The correct answer is: C.

A. Incorrect…  Comparing an entity’s financial information to industry averages is a common analytical procedure.

B. Incorrect…  Developing expectations for an entity based on industry circumstances is a common characteristic of analytical procedures.

C. Correct!  Evaluating the characteristics of a population by means of applying statistical sampling techniques, specifically projecting a deviation or error rate, is likely to be performed as part of “test of controls,” not an analytical procedure.

D. Incorrect…  Estimating the current year’s expected expenses based on the prior year’s expenses and the current year’s budget.

Question 4

A basic premise underlying the application of analytical procedures is that

  1. The study of financial ratios is an acceptable alternative to the investigation of unusual fluctuations.
  2. Statistical tests of financial information may lead to the discovery of material errors in the financial statements.
  3. Plausible relationships among data may reasonably be expected to exist and continue in the absence of known conditions to the contrary.
  4. These procedures cannot replace tests of balances and transactions.

The correct answer is: C.

A. Incorrect…  Analytical procedures incorporate both the study of financial ratios and the investigation of unusual fluctuations. One is not an alternative to the other. Analytical procedures involve comparisons of recorded amounts, or ratios developed from recorded amounts, to expectations developed by the auditor. Unusual fluctuations or differences are highlighted for further investigation.
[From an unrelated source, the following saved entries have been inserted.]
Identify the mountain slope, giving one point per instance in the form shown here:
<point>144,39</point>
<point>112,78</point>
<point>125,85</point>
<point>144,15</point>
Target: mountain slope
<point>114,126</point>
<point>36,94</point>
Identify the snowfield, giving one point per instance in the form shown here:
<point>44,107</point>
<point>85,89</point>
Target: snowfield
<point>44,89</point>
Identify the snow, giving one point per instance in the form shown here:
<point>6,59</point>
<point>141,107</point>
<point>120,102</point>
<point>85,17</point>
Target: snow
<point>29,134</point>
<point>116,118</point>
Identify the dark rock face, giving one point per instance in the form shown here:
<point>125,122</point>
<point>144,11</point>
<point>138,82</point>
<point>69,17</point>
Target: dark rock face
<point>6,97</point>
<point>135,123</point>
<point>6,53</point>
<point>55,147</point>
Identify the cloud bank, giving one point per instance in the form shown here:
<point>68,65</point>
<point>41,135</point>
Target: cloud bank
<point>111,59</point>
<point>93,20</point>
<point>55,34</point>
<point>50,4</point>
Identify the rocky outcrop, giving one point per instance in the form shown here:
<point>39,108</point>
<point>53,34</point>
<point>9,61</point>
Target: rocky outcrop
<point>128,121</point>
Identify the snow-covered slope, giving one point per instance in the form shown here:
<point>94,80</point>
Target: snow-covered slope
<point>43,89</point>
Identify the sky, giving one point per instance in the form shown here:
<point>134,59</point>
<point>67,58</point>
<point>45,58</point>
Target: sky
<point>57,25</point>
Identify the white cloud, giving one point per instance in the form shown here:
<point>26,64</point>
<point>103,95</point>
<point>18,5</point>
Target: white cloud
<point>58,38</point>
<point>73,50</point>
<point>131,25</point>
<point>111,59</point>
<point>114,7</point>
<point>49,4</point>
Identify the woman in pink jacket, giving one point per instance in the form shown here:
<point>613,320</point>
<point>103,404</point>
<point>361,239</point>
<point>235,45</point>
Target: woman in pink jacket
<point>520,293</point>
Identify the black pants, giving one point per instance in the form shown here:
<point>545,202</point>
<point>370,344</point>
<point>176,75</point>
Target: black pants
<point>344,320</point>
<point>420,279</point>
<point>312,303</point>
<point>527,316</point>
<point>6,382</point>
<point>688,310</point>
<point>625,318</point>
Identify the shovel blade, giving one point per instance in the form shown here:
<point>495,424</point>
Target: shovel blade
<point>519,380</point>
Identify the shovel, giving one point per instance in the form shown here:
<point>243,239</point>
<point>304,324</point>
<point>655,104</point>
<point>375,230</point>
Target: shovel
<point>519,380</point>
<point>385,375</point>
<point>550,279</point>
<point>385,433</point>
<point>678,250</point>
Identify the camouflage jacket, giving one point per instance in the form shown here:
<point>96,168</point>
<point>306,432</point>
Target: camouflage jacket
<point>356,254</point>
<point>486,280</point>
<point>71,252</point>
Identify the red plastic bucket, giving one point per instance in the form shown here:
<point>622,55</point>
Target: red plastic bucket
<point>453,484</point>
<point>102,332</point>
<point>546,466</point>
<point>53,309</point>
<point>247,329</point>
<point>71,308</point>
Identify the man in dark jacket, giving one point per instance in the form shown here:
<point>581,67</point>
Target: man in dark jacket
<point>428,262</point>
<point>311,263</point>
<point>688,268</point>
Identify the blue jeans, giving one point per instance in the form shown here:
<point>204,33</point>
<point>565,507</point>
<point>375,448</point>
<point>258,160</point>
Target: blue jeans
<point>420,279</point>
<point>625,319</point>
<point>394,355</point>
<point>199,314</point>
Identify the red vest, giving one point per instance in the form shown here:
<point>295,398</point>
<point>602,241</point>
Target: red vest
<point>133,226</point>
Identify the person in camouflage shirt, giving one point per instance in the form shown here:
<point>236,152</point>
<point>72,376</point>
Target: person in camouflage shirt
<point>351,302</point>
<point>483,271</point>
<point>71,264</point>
B. Incorrect…  Analytical procedures are not statistical tests. They involve the comparison of recorded amounts, or ratios developed from recorded amounts, to expectations developed by the auditor. Unusual fluctuations or differences are then investigated as they may lead to the discovery of material errors in the financial statements.

C. Correct!  Analytical procedures assume that plausible relationships among data may reasonably be expected to exist and continue in the absence of known conditions to the contrary. For this reason, data can be used to predict future balances against which recorded balances may be compared.
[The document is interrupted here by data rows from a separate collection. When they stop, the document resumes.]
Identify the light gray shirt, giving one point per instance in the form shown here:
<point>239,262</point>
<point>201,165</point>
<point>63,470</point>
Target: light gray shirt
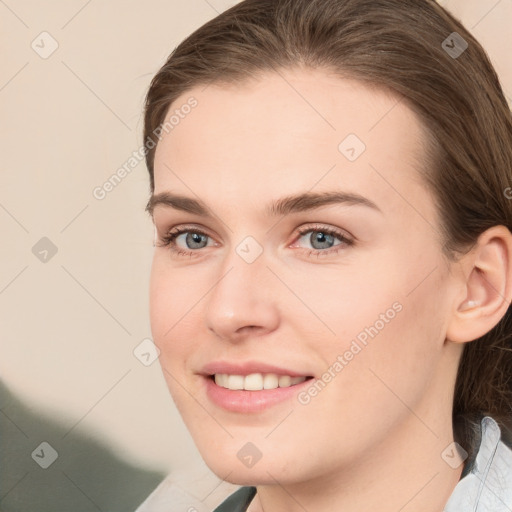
<point>486,487</point>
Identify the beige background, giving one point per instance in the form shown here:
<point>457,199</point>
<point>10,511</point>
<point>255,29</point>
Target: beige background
<point>69,121</point>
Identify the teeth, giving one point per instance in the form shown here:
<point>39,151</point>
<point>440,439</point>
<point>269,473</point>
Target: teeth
<point>256,381</point>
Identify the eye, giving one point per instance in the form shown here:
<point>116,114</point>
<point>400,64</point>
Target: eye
<point>193,238</point>
<point>322,239</point>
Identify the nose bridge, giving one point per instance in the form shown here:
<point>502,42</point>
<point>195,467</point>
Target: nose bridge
<point>241,296</point>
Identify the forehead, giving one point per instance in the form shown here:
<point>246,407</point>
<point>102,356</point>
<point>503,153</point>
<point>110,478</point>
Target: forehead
<point>291,131</point>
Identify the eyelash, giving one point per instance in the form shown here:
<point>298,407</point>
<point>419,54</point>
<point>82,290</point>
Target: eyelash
<point>169,240</point>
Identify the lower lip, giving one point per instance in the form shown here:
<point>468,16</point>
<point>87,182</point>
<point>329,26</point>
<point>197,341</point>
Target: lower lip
<point>250,401</point>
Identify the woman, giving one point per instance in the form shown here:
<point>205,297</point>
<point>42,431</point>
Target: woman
<point>332,275</point>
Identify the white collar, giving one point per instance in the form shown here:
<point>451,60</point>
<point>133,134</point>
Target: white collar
<point>488,486</point>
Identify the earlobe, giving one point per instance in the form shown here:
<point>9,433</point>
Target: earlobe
<point>486,287</point>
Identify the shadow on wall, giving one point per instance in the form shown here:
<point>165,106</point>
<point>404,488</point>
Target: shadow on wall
<point>46,468</point>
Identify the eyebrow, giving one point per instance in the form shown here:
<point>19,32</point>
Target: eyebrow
<point>290,204</point>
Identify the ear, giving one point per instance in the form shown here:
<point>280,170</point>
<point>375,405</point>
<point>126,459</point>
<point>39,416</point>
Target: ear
<point>486,286</point>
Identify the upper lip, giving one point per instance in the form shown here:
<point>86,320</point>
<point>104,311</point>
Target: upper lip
<point>248,367</point>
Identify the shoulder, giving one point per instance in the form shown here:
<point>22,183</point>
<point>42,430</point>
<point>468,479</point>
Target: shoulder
<point>488,483</point>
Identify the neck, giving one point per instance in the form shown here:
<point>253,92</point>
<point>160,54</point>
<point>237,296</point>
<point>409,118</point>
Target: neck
<point>405,472</point>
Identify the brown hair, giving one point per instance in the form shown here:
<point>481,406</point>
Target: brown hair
<point>396,45</point>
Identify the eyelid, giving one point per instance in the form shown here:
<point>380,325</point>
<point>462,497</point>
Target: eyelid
<point>169,239</point>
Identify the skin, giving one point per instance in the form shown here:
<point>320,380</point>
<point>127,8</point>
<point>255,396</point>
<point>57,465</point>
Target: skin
<point>372,439</point>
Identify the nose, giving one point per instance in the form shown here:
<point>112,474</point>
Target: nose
<point>242,303</point>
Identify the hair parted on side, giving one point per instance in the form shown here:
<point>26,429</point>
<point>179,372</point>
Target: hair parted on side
<point>394,45</point>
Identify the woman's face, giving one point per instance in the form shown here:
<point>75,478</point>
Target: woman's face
<point>356,302</point>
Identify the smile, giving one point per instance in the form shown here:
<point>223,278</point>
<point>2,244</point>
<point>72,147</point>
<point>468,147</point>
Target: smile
<point>256,381</point>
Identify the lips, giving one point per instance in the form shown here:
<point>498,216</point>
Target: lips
<point>251,387</point>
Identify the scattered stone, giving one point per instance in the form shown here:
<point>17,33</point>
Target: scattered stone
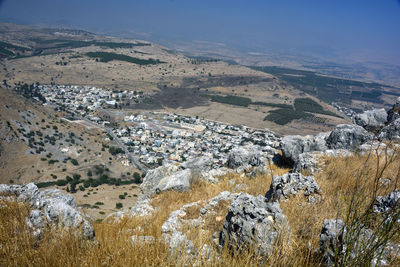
<point>244,157</point>
<point>346,136</point>
<point>394,112</point>
<point>294,145</point>
<point>290,184</point>
<point>307,162</point>
<point>49,207</point>
<point>142,207</point>
<point>331,240</point>
<point>385,204</point>
<point>178,181</point>
<point>199,165</point>
<point>253,221</point>
<point>179,242</point>
<point>371,120</point>
<point>391,131</point>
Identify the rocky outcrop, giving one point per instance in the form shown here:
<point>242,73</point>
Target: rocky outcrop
<point>346,136</point>
<point>251,221</point>
<point>331,238</point>
<point>290,184</point>
<point>371,120</point>
<point>199,165</point>
<point>142,207</point>
<point>187,217</point>
<point>294,145</point>
<point>394,112</point>
<point>391,131</point>
<point>245,158</point>
<point>49,208</point>
<point>178,181</point>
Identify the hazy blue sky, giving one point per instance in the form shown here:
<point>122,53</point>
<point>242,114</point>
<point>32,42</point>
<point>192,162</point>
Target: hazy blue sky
<point>364,27</point>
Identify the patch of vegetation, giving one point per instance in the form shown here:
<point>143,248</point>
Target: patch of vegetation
<point>283,116</point>
<point>64,43</point>
<point>326,88</point>
<point>107,57</point>
<point>232,100</point>
<point>303,107</point>
<point>309,105</point>
<point>7,49</point>
<point>116,150</point>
D. Incorrect…  Analytical procedures performed as substantive tests may be used in lieu of tests of balances and transactions.

Question 5

An auditor’s decision either to apply analytical procedures as substantive tests or to perform tests of transactions and account balances usually is determined by the

  1. Availability of data aggregated at a high level.
  2. Relative effectiveness and efficiency of the tests.
  3. Timing of tests performed after the balance sheet date.
  4. Auditor’s familiarity with industry trends.

The correct answer is: B.

A. Incorrect…  The performance of analytical procedures as substantive tests would, typically, require data that is not aggregated at a high level.

B. orrect!  Evidence may be gathered by means of analytical tests (performed as substantive tests), tests of transactions, and tests of details of balances. The decision as to which means to employ is based on the auditor’s judgment of the expected effectiveness and efficiency of the available procedures.

C. Incorrect…  The decision as to which type of procedure to perform is not based on the timing of tests performed after the balance sheet date. Evidence may be gathered from analytical procedures performed as substantive tests, tests of transactions, and tests of details of balances both before year-end and after year-end.

D. Incorrect…  The decision as to which type of procedure to perform is not based on the auditor’s familiarity with industry trends.  Understanding industry trends enables the auditor to better understand the company, which then facilitates the auditor’s use of analytical procedures. Industry knowledge is a factor impacting the use of the different procedures; it is not the determining factor, however.